高齢者の腰痛には様々な要因があります。骨粗鬆症を基盤とした「いつのまにか骨折」、かなり頻度が高いです。コルセットの使用、様々な種類の鎮痛剤の投与などで対処しますがその原因である骨粗鬆症の治療が大切になります。新しく設置した世界標準の骨塩定量器を用い検査し、注射を含めた骨粗鬆症治療薬を導入します。 歩いていて腰が曲がる、5分歩くと座りたくなる、大腿部下腿部がしびれる、などの症状は腰部脊柱管狭窄症が考えられます。硬膜外ブロックや 椎間関節ブロック、プロスタグランジンE1製剤等を使用するとともに、末梢神経の疼痛を和らげる薬(タリージェ、リリカ)などの投与を行います。
中高年の膝痛には変形性膝関節症が最も多いですが、一言で変形性関節症と言っても半月板軟骨などの損傷、滑膜の炎症もあれば骨髄内の挫傷が原因のものなどもあり、その病態を見極めて治療します。治療は膝関節の筋肉トレーニング、荷重軸の変更のための足底板、ヒアルロン酸注射を用います。

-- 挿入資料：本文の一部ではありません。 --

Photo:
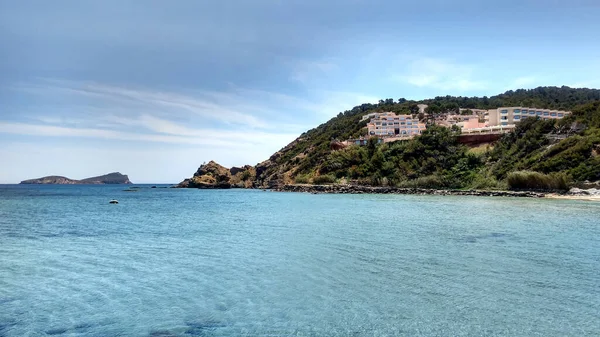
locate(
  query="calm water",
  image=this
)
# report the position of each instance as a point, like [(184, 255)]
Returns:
[(167, 262)]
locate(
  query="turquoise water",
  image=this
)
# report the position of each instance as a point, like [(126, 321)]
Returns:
[(177, 262)]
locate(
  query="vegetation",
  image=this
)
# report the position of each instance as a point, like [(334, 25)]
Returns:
[(531, 180), (560, 152)]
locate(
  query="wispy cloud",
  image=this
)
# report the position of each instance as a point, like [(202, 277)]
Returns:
[(441, 74), (305, 71)]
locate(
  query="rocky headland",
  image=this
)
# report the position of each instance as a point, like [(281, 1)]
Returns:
[(111, 178), (212, 175)]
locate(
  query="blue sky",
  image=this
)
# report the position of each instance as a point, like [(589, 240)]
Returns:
[(154, 88)]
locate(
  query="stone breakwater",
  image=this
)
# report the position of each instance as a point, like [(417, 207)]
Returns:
[(354, 189)]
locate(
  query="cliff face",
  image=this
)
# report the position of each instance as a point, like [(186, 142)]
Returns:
[(213, 175), (111, 178)]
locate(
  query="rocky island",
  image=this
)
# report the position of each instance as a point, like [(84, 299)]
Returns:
[(111, 178)]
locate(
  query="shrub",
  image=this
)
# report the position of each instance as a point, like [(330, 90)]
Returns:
[(486, 182), (431, 181), (531, 180), (323, 179), (302, 179)]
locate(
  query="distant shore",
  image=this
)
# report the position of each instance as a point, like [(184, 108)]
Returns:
[(355, 189)]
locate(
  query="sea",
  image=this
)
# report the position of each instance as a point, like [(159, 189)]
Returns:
[(188, 262)]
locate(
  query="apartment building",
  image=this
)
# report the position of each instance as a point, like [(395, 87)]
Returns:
[(513, 115), (388, 124)]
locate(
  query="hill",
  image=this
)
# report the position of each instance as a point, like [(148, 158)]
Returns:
[(111, 178), (536, 155)]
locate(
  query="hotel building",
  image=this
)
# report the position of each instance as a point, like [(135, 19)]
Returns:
[(512, 115), (388, 124)]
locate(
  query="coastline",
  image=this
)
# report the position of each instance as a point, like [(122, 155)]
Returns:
[(573, 197), (356, 189)]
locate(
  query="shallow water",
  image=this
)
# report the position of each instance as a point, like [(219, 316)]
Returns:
[(177, 262)]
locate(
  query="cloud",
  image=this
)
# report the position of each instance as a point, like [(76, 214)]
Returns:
[(307, 71), (143, 99), (441, 74)]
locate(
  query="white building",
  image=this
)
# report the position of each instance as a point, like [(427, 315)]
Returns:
[(513, 115)]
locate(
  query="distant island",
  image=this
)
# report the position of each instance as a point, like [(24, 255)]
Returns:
[(111, 178)]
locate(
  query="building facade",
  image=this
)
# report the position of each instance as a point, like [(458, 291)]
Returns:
[(388, 124), (513, 115)]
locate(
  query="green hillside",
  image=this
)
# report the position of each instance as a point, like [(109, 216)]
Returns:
[(538, 154)]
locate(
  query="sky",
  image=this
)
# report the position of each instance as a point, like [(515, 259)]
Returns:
[(153, 88)]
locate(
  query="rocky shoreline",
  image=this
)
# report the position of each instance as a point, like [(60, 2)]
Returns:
[(356, 189)]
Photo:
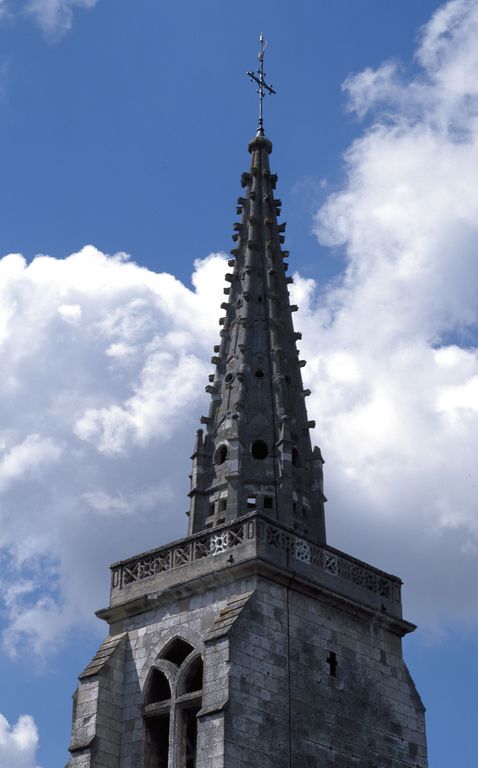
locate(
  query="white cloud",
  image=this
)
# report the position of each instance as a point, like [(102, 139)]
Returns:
[(55, 17), (104, 364), (104, 369), (18, 743), (398, 407)]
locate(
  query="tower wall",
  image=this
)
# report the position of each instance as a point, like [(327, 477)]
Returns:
[(269, 697)]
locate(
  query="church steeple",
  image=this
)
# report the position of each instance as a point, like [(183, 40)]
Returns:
[(250, 641), (256, 452)]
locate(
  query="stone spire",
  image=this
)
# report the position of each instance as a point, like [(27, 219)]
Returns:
[(255, 452)]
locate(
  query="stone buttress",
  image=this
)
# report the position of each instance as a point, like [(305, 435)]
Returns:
[(252, 642)]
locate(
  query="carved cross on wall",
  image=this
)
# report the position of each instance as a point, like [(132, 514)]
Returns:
[(332, 662)]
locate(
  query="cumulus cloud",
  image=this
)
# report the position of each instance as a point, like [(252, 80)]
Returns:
[(18, 743), (104, 363), (396, 337)]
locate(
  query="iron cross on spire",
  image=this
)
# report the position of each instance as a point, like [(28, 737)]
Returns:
[(259, 78)]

思春期の腰痛で代表的なのは疲労骨折です。体の動きは各関節運動が連鎖するように作動します。例えば投球動作には足関節を動かし、膝を屈伸し、股関節を動かし脊椎を回旋し肩、肘、手と力を伝達していきます。このとき例えば股関節の動きが硬ければ隣の関節である背骨の動きが大きく要求されます。針金を何度も折り曲げると金属疲労で折れてしまいますが、骨も硬いのですが弾性体なので針金と同じように骨折してしまいます。治療としてはある程度の安静と体の硬さを改善することが必要になります。代表的にはハムストリングや大腿四頭筋のストレッチです。
手関節の親指側の痛みとしての親指を伸ばす腱の腱鞘炎、小指側の尺骨頭部(手関節の小指側で出っ張っている部分)にも腱鞘の問題が多いです。この尺側手関節部痛に関しては現在まで学会等で詳しく発表してまいりました。母指の根元、手首に近い部分の痛みとしての母指CM関節症は中高年の女性を中心として多く発生します。手の指に発生するバネ現象ですが、注射により多くの場合は回復します。 再発する場合、当院ではばね指に対しては、注射針を用いて小さな針穴だけの傷で治療する経皮的腱鞘切開手術を外来で実施しております。